Performance improvements in Cassandra 1.2
date: December 6, 2012
Cassandra 1.2 adds a number of performance optimizations, particularly for clusters with a large amount of data per node.
Moving internals off-heap
Disk capacities have been increasing. RAM capacities have been increasingly roughly in step. But the JVM's ability to manage a large heap has not kept pace. So as Cassandra clusters deploy more and more data per node, we've been moving storage engine internal structures off-heap, managing them manually in native memory instead.
1.2 moves the two biggest remaining culprits off-heap: compression metadata and per-row bloom filters.
Bloom filters help Cassandra avoid scanning data files that can’t possibly include the rows being queried. They weigh in at 1-2GB per billion rows, depending on how aggressively they are tuned.
Both of these use the existing sstable reference counting with minor tweaking to free native resources when the sstable they are associated with is compacted away.
Column index performance
Cassandra has supported indexes on columns for over two years, but our implementation has been simplistic: when an indexed column was updated, we'd read the old version of that column, mark the old index entry invalid, and add a new index entry.
There are two problems with this approach:
- This needed to be done with a (sharded) row lock, so for heavy insert loads lock contention could be a problem.
- If your rows being updated aren't cached in memory, doing an update will cause a disk seek (to read the old value). This violates our design principle of avoiding random i/o on writes.
I've long been a proponent of having a tightly integrated storage engine in Cassandra, and this is another time we see the benefits of that approach. Starting in 1.2, index updates work as follows:
- Add an index entry for the new column value
- If the old column value was still in the memtable (common for updating a small set of rows repeatedly), remove the old column value
- Otherwise, let the old value get purged by compaction
- If a read sees a stale index entry before compaction purges it, the reader thread will invalidate it
Parallel leveled compaction
Leveled compaction is a big win for update-intensive workloads, but has had one big disadvantage vs the default size-tiered compaction: only one leveled compaction at a time could run at a time per table, no matter how many hard disks or SSDs you had your data spread across. SSD users in particular have been vocal in demanding this feature.
Cassandra 1.2 fixes this, allowing the LCS to run up to concurrent_compactors compactions across different sstable ranges (including multiple compactions within the same level).
Cassandra 1.2 ships with a new default partitioner, the Murmur3Partitioner based on the Murmur3 hash.
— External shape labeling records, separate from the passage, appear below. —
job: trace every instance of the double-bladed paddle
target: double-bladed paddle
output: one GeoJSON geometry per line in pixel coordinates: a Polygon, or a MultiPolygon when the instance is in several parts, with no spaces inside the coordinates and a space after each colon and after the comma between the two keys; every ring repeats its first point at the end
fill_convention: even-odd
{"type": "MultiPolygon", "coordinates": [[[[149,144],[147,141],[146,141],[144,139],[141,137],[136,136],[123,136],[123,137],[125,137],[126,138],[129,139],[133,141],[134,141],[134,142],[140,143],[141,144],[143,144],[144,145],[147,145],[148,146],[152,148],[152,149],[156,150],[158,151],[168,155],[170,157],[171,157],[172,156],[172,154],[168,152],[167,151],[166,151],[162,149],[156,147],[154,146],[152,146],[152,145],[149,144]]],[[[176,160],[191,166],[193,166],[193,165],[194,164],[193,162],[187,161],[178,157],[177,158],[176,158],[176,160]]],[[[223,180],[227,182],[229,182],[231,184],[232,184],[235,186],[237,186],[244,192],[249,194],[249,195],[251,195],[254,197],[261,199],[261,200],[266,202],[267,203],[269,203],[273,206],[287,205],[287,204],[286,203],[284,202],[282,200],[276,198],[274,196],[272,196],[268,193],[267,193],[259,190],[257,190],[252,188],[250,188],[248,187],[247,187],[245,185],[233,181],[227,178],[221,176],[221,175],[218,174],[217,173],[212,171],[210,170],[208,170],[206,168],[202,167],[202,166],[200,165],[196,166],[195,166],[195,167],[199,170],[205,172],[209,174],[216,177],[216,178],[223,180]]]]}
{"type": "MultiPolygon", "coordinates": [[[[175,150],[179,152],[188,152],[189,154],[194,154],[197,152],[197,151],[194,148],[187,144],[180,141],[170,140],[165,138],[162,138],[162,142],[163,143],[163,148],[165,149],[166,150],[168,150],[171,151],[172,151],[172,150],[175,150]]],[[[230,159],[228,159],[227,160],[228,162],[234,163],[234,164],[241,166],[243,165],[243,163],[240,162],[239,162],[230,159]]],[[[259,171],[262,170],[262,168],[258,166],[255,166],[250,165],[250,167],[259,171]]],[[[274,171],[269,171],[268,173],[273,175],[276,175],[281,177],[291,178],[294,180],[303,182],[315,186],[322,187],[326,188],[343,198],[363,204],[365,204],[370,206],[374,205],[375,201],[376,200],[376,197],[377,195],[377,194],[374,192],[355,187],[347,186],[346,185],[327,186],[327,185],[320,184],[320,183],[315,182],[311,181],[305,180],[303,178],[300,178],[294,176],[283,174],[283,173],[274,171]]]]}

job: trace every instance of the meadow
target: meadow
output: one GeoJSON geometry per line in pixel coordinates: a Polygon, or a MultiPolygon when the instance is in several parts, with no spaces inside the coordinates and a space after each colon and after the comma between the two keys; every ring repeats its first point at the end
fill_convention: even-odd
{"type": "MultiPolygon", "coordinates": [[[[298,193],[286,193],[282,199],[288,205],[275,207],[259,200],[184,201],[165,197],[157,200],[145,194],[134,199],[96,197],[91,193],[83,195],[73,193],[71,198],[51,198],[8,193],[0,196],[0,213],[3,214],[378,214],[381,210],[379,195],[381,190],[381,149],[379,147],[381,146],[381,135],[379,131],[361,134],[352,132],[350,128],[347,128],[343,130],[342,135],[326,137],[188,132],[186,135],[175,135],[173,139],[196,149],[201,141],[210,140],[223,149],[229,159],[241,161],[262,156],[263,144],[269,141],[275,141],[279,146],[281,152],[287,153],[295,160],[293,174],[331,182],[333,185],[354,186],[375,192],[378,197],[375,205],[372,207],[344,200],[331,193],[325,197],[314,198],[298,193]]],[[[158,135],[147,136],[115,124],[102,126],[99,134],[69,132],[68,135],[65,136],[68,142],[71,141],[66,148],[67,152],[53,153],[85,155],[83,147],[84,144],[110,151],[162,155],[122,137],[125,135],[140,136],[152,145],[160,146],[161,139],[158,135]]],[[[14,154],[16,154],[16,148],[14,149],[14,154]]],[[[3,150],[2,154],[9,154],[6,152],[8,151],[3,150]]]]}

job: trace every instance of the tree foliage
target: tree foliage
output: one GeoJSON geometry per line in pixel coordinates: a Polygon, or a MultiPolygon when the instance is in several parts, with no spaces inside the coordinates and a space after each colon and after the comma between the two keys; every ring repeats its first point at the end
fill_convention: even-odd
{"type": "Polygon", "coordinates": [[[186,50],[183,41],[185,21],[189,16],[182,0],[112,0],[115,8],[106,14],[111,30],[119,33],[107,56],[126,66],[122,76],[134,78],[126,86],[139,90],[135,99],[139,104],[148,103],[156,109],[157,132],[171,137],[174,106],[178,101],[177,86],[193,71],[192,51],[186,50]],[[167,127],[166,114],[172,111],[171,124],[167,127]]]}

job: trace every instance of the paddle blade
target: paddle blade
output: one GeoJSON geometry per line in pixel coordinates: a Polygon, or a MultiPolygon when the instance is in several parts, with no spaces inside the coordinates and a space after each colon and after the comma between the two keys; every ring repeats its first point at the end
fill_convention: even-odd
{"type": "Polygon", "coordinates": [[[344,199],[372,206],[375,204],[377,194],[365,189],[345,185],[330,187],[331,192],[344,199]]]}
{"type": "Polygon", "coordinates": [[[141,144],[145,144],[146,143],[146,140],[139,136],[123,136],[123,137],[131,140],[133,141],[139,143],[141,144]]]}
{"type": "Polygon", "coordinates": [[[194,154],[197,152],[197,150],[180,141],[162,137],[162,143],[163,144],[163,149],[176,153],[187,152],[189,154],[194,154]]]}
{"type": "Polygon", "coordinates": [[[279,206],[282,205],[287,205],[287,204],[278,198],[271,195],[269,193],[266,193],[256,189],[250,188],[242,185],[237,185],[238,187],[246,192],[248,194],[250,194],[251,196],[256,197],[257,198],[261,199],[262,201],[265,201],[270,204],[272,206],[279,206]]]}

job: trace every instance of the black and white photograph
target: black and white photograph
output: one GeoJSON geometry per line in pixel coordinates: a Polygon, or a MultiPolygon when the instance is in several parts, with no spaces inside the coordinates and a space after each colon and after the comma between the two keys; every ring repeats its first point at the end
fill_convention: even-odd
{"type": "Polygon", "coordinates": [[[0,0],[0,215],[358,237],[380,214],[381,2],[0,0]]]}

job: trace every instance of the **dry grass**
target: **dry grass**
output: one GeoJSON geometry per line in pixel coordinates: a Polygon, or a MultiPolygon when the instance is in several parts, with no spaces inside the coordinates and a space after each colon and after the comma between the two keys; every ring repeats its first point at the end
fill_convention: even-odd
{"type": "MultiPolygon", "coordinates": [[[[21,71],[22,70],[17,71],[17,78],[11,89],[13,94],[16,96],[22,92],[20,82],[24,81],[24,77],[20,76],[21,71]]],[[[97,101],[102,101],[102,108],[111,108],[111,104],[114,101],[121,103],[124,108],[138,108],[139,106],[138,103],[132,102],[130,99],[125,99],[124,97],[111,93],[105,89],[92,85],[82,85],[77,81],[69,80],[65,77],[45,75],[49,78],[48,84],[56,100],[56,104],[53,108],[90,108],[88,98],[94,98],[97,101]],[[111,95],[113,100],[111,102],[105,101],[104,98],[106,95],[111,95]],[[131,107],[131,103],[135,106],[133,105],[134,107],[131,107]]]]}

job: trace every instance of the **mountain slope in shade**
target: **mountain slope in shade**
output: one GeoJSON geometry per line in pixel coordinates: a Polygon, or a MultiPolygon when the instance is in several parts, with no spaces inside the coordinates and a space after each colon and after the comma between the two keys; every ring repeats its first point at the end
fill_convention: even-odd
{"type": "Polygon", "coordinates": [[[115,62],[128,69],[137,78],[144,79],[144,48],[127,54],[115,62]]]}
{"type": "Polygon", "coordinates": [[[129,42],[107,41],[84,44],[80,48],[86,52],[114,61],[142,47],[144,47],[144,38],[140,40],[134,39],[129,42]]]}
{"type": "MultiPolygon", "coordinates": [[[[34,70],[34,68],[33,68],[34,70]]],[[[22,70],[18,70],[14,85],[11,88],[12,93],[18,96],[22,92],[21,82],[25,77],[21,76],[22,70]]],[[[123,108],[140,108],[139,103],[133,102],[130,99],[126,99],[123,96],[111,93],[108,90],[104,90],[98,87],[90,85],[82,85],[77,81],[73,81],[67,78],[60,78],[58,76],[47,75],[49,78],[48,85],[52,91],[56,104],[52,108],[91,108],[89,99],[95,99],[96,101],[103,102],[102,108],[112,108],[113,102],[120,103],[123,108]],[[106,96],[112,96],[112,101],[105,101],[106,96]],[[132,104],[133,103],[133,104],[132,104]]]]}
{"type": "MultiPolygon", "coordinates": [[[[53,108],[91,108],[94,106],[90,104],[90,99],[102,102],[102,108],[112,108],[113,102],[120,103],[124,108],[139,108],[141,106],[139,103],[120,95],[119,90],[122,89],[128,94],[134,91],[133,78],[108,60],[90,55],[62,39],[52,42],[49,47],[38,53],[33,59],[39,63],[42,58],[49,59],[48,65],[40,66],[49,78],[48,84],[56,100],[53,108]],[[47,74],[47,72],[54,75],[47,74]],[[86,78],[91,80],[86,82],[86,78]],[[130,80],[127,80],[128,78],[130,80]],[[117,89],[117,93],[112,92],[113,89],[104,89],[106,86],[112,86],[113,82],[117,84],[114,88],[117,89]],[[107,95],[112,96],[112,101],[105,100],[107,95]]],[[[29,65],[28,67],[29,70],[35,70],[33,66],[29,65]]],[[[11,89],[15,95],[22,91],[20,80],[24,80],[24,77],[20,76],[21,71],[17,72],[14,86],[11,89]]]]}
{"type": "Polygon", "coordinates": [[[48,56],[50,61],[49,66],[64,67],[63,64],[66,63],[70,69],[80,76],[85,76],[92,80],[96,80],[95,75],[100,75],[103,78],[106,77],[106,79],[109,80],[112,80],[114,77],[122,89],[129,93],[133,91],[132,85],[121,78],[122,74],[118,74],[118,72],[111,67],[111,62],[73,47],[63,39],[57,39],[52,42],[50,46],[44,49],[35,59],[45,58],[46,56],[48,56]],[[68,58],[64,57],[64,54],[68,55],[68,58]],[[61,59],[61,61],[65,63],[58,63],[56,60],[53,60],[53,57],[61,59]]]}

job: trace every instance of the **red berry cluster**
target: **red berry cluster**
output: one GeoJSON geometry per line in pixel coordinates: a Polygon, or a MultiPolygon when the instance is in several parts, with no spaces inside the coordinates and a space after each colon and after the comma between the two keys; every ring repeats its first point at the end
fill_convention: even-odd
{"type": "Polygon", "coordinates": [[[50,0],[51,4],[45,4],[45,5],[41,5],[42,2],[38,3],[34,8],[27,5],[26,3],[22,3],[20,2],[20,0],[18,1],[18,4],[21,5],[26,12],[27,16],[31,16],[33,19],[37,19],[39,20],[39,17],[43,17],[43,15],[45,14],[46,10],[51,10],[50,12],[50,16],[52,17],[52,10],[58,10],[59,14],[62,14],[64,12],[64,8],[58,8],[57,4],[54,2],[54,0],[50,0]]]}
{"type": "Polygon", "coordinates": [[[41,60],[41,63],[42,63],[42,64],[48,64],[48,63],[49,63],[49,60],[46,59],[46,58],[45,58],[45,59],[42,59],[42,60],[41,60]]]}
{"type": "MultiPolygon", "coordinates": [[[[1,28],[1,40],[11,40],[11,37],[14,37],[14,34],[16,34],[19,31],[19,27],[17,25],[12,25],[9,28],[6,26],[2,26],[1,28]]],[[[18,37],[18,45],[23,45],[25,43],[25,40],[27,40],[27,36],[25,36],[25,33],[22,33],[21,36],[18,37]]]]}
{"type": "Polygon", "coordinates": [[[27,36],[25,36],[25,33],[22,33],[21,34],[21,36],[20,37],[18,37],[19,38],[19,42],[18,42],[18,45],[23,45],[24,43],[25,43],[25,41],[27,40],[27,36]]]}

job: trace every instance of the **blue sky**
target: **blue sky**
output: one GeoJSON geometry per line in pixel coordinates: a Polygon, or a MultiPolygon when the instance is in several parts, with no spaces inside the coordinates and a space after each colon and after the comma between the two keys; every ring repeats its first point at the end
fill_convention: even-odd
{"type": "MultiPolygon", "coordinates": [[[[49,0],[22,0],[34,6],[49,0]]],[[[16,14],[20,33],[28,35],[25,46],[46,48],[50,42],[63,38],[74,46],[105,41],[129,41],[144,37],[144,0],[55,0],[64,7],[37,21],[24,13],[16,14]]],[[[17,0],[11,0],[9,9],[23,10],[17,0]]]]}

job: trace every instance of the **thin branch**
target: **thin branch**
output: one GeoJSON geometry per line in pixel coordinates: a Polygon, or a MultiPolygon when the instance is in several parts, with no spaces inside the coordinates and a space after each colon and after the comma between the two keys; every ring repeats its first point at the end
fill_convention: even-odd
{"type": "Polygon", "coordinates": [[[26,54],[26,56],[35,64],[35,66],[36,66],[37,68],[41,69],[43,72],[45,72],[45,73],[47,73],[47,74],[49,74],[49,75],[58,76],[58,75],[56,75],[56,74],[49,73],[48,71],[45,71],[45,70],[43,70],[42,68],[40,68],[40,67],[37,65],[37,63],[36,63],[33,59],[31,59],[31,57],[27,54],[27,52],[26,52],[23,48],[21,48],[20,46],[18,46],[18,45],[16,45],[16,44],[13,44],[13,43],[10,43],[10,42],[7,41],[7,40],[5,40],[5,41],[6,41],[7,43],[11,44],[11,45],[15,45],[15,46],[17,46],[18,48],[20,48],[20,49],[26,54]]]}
Cassandra's use of consistent hashing does not require cryptographic hash properties (in particular, collisions are fine), so the older RandomPartitioner's use of MD5 was just a matter of using a convenient function with good distribution built into the JDK. Murmur3 is faster than MD5, but since hashing the partition key is only a small amount of the work Cassandra does to service requests the performance gains in real world workloads are negligible.
Murmur3Partitioner is NOT compatible with RandomPartitioner, so if you're upgrading and using the new cassandra.yaml file, be sure to change the partitioner back to RandomPartitioner. (If you don't, Cassandra will notice that you've picked an incompatible partitioner and refuse to start, so no permanent harm done.)
We've also switched bloom filters from Murmur2 to Murmur3.
Streaming is when one Cassandra node transfers an entire range of data to another, either for bootstrapping new nodes into the cluster or for repair.
When we added compression to Cassandra 1.0 we had to switch back temporarily to a manual data read-uncompress-stream process, which is much less efficient than letting the kernel handle the transfer.
1.2 adds that optimization back in as much as possible: we let the kernel do the transfer whenever we have entire compressed blocks to transfer, which is the common case.
Asynchronous hints delivery
Hinted handoff is where a request coordinator saves updates that it couldn't deliver to a replica, to retry later.
Cassandra 1.2 allows many hints to be delivered to the target replica concurrently, subject to hinted_handoff_throttle_in_kb. This allows recovering replicas to become consistent with the rest of the cluster much faster.
We've blogged previously about optimizing tombstone removal and making Cassandra start up faster.